O diretor do Instituto Internacional de Estudos Estratégicos HORN, Hassan Khannenje, disse à DW que não acredita que Ruanda vá deixar o vizinho em paz tão cedo.

“Ruanda esteve, está e sempre estará envolvida na República Democrática do Congo. O país é de interesse estratégico e nacional para Ruanda. Não se trata apenas de minerais, embora os minerais alimentem o conflito”, disse Khannenje, acrescentando que a concorrência entre grupos rebeldes dão uma “justificativa adicional para ocupar partes da RDC”.

As consequências diplomáticas têm sido graves. Em 26 de janeiro, a RDC rompeu com Ruanda. Os esforços regionais de mediação pouco progrediram.

O conflito pode se espalhar?

De acordo com a ONU, o conflito pode se transformar em uma crise regional mais ampla. Alguns especialistas, como Khannenje, dizem que isso é improvável.

“O que podemos ver talvez seja apenas uma escalada entre as partes que já estão no conflito – o governo da RD Congo e o M23 – e algum apoio maior de países da região ou de fora dela”, afirma Khannenje.

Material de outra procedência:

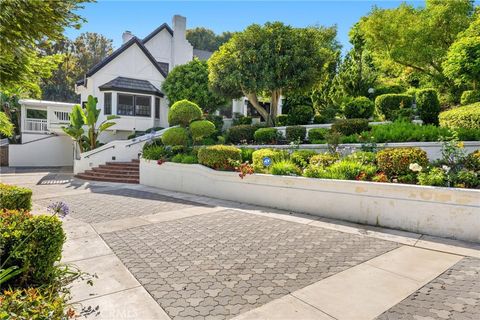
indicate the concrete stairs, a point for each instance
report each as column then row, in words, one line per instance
column 124, row 172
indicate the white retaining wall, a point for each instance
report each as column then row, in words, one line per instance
column 46, row 151
column 444, row 212
column 433, row 149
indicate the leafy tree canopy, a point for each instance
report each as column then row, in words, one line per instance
column 418, row 38
column 463, row 58
column 23, row 24
column 270, row 59
column 190, row 81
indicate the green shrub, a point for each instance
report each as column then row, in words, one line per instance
column 175, row 137
column 285, row 168
column 183, row 112
column 350, row 126
column 343, row 170
column 364, row 157
column 393, row 106
column 240, row 119
column 295, row 133
column 396, row 161
column 462, row 117
column 466, row 179
column 472, row 161
column 247, row 154
column 155, row 152
column 434, row 177
column 40, row 250
column 274, row 155
column 405, row 131
column 282, row 120
column 201, row 129
column 300, row 115
column 241, row 134
column 360, row 107
column 301, row 158
column 219, row 157
column 469, row 97
column 428, row 105
column 15, row 198
column 324, row 159
column 316, row 134
column 266, row 136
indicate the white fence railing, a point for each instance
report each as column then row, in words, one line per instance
column 39, row 125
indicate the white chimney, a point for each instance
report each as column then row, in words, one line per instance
column 182, row 51
column 126, row 36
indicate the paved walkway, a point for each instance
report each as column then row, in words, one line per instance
column 167, row 255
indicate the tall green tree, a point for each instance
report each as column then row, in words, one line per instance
column 463, row 59
column 190, row 81
column 206, row 39
column 23, row 24
column 417, row 38
column 267, row 60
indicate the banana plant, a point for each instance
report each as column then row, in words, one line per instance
column 88, row 117
column 91, row 114
column 75, row 128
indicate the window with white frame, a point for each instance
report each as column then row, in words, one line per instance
column 134, row 105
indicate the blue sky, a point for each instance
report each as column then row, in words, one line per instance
column 111, row 18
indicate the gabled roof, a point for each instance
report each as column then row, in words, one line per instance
column 159, row 29
column 131, row 85
column 117, row 52
column 202, row 54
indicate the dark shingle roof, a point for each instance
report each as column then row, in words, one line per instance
column 131, row 85
column 117, row 52
column 202, row 54
column 154, row 32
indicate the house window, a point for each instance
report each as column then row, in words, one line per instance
column 131, row 105
column 143, row 106
column 107, row 103
column 125, row 105
column 157, row 108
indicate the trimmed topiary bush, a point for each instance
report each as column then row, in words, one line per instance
column 295, row 133
column 350, row 126
column 201, row 129
column 396, row 161
column 266, row 136
column 40, row 249
column 241, row 134
column 359, row 107
column 428, row 105
column 281, row 120
column 285, row 168
column 175, row 137
column 15, row 198
column 469, row 97
column 219, row 157
column 183, row 112
column 467, row 117
column 317, row 134
column 274, row 155
column 393, row 106
column 300, row 115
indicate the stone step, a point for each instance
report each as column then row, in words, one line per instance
column 116, row 170
column 109, row 179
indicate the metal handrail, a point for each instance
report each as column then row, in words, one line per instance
column 98, row 151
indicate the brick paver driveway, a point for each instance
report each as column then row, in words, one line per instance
column 196, row 258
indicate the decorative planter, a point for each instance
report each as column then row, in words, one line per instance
column 444, row 212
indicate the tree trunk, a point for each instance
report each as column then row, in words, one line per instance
column 252, row 97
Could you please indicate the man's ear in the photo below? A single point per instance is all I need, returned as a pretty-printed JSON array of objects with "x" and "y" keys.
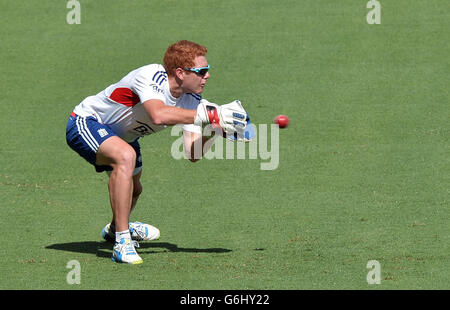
[{"x": 179, "y": 73}]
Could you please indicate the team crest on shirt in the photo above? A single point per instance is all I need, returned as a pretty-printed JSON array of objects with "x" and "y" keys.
[{"x": 102, "y": 132}]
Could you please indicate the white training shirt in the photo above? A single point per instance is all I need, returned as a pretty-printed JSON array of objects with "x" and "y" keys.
[{"x": 120, "y": 105}]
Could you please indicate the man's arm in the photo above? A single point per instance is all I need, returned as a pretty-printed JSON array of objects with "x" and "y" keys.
[{"x": 161, "y": 114}]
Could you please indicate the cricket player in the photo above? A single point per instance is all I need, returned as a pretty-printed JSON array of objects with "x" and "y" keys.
[{"x": 104, "y": 129}]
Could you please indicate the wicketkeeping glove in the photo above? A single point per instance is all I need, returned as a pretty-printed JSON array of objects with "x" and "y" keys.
[
  {"x": 246, "y": 134},
  {"x": 228, "y": 116}
]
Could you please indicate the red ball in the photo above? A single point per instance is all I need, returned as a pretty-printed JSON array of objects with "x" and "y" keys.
[{"x": 282, "y": 121}]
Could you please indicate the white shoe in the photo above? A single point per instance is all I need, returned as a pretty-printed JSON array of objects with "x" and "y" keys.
[
  {"x": 124, "y": 252},
  {"x": 139, "y": 231},
  {"x": 143, "y": 232}
]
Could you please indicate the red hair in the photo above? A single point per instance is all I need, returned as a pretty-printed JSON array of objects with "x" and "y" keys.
[{"x": 182, "y": 55}]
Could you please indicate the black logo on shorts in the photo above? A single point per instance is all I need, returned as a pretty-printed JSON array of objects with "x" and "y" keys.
[{"x": 144, "y": 129}]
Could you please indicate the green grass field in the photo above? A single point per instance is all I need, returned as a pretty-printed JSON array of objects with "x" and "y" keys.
[{"x": 364, "y": 167}]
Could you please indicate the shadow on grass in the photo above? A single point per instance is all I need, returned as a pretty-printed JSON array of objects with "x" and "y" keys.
[{"x": 104, "y": 248}]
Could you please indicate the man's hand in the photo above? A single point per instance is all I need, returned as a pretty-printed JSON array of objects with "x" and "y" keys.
[{"x": 229, "y": 116}]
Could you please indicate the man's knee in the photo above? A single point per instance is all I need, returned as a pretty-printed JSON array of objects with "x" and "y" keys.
[{"x": 137, "y": 190}]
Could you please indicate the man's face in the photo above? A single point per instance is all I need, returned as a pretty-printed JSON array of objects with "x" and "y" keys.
[{"x": 194, "y": 82}]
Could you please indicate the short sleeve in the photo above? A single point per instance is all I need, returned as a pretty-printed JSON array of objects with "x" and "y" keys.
[{"x": 148, "y": 81}]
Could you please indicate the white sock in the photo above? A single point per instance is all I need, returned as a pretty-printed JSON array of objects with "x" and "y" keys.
[{"x": 123, "y": 234}]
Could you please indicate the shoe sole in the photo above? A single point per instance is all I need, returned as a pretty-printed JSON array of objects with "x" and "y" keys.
[{"x": 122, "y": 262}]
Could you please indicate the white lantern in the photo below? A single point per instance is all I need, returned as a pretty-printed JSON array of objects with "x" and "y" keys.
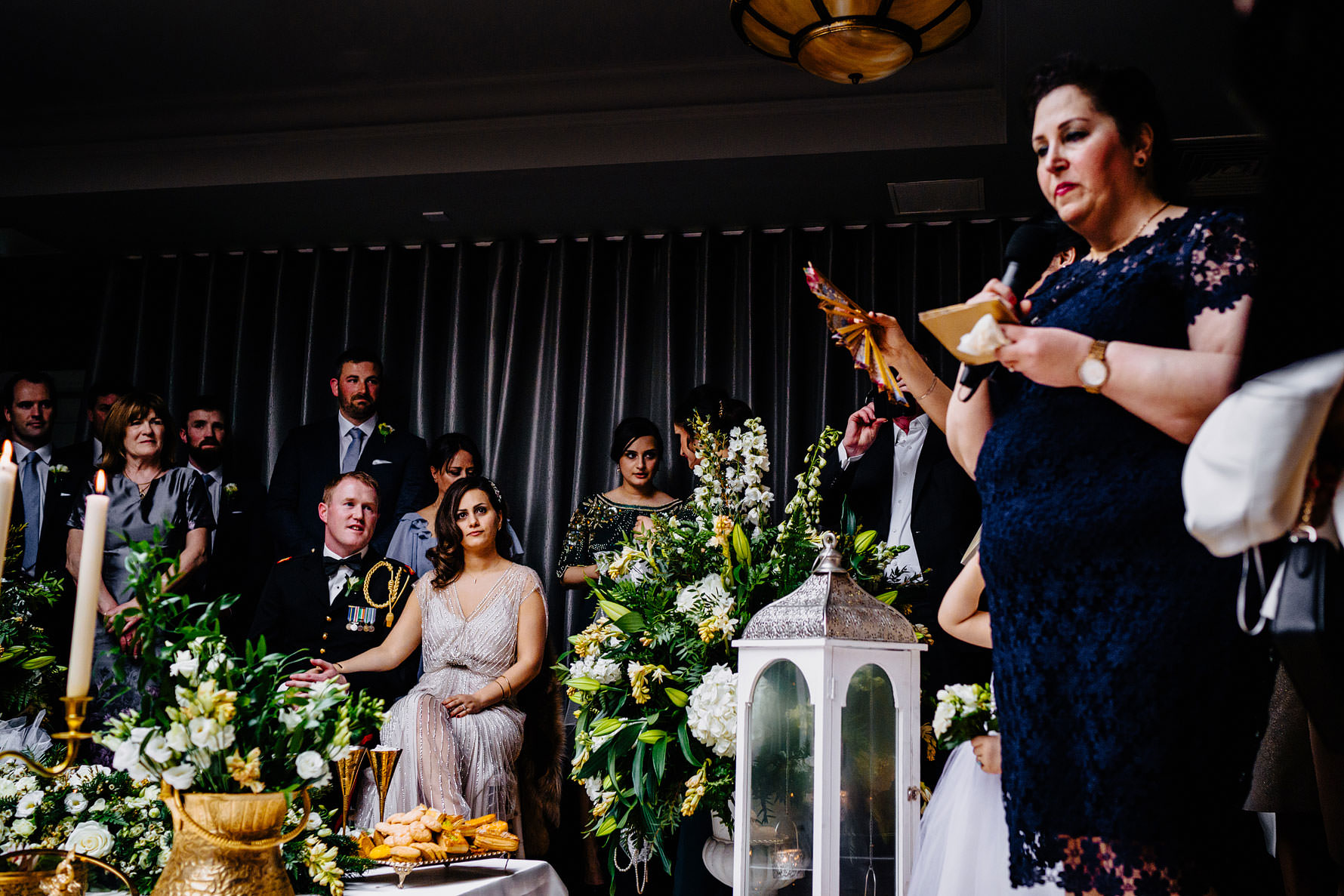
[{"x": 828, "y": 742}]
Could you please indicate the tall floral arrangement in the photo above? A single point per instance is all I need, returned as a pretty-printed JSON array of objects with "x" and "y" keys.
[
  {"x": 215, "y": 722},
  {"x": 653, "y": 676},
  {"x": 110, "y": 816},
  {"x": 27, "y": 665}
]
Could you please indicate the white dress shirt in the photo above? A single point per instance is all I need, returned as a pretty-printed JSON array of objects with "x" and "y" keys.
[
  {"x": 43, "y": 473},
  {"x": 215, "y": 485},
  {"x": 336, "y": 585},
  {"x": 346, "y": 426},
  {"x": 904, "y": 463}
]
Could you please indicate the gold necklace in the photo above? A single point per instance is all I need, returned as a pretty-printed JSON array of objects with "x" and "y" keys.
[
  {"x": 1094, "y": 256},
  {"x": 394, "y": 589}
]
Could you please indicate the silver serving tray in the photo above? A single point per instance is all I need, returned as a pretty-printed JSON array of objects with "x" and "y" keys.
[{"x": 405, "y": 868}]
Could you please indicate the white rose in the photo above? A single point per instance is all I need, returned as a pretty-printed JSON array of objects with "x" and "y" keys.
[
  {"x": 29, "y": 804},
  {"x": 91, "y": 839},
  {"x": 180, "y": 777},
  {"x": 184, "y": 664},
  {"x": 310, "y": 765},
  {"x": 177, "y": 737},
  {"x": 158, "y": 749}
]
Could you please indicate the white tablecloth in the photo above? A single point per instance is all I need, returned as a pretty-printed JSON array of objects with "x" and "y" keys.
[{"x": 487, "y": 877}]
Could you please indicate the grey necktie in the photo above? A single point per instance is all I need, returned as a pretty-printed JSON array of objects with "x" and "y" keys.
[
  {"x": 31, "y": 510},
  {"x": 356, "y": 441}
]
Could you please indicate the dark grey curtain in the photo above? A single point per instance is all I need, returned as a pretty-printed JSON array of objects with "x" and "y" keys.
[{"x": 537, "y": 348}]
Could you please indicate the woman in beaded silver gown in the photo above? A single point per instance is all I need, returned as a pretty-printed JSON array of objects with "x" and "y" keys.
[{"x": 482, "y": 625}]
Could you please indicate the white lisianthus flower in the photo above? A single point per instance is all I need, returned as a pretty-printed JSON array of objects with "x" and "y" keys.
[
  {"x": 184, "y": 664},
  {"x": 182, "y": 777},
  {"x": 177, "y": 737},
  {"x": 29, "y": 804},
  {"x": 91, "y": 839},
  {"x": 713, "y": 711},
  {"x": 158, "y": 749},
  {"x": 310, "y": 765}
]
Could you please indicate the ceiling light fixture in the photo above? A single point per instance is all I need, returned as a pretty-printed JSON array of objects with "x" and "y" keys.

Uganda, assim como Ruanda, também foi acusada de apoiar grupos armados no leste da RDC, embora negue as acusações. Em meio a isso, refugiados de Kivu do Norte, no leste do país, já estão fugindo para nações vizinhas, aumentando os temores de instabilidade nas fronteiras.

Sanções foram impostas aos líderes do M23, e houve advertências contra a interferência estrangeira. Mas não há resposta global ao conflito. Seu fardo e suas consequências são carregadas pelas nações africanas sozinhas, principalmente pelos mais de 100 milhões de habitantes da República Democrática do Congo.

Organizações humanitárias alertam que a violência pode levar à fome, ao surto de doenças e a mais deslocamentos em massa. Sem uma ação urgente, o conflito corre o risco de se transformar em uma tragédia de grande escala com consequências para toda a região.